Hoewel de mensen in het nooddorp trots zijn op hun vaderland, ligt hun focus vooral op het welzijn van hun geliefden: “Kinderen die drie, vier jaar waren toen ze hier arriveerden, kunnen Nederlands maar niet altijd Oekraïens. Terwijl het toch een belangrijk onderdeel is van hun identiteit. En daar hoort ook onze nationale feestdag bij”, aldus Olena Solodovnikova. (foto’s Christophe De Muynck)

“We willen vieren dat we nog steeds een vrij volk zijn.” Laatste nooddorp voor Oekraïners viert vandaag feest én maakt zich klaar voor afscheid

OOSTAKKER – Vandaag vieren de Oekraïners hun Onafhankelijkheidsdag, en dus ook de vele vluchtelingen in ons land. Onder meer in Gent wordt er gefeest in de binnenstad. Wij gingen langs in het laatste nooddorp aan de rand van Gent, waar meer dan honderdvijftig gezinnen wonen. Eind dit jaar komt een einde aan de tijdelijke woonoplossing, maar terugkeren is voor veel Oekraïners niet altijd een logische oplossing. “Ik weet niet of ik ooit nog het graf van mijn zoon zal kunnen bezoeken.”

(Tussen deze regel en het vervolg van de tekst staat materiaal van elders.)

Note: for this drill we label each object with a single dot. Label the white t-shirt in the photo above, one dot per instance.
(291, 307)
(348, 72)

In Oostakker bevindt zich sinds mei 2023 een nooddorp met verschillende woonunits. Initieel werden er 50 gebouwd, met één, twee of drie slaapkamers, een badkamer en keuken. Een tijd later werden er nog 150 bijgeplaatst, overigens ontworpen door een Oekraïense architect. Er is een gemeenschappelijke wasruimte, een picknickplek en speeltuintje. De units zijn eigendom van de Vlaamse overheid die instaat voor het technisch beheer, zoals de verhuurcontracten en het onderhoud van de woningen, terwijl de stad Gent samen met het OCMW zorgt voor de sociale begeleiding van de bewoners. De afgelopen jaren vonden hier meer dan 400 Oekraïense vluchtelingen tijdelijk opvang, maar na de sluiting van het nooddorp in Antwerpen en Mechelen wordt de opvang hier ook afgebouwd.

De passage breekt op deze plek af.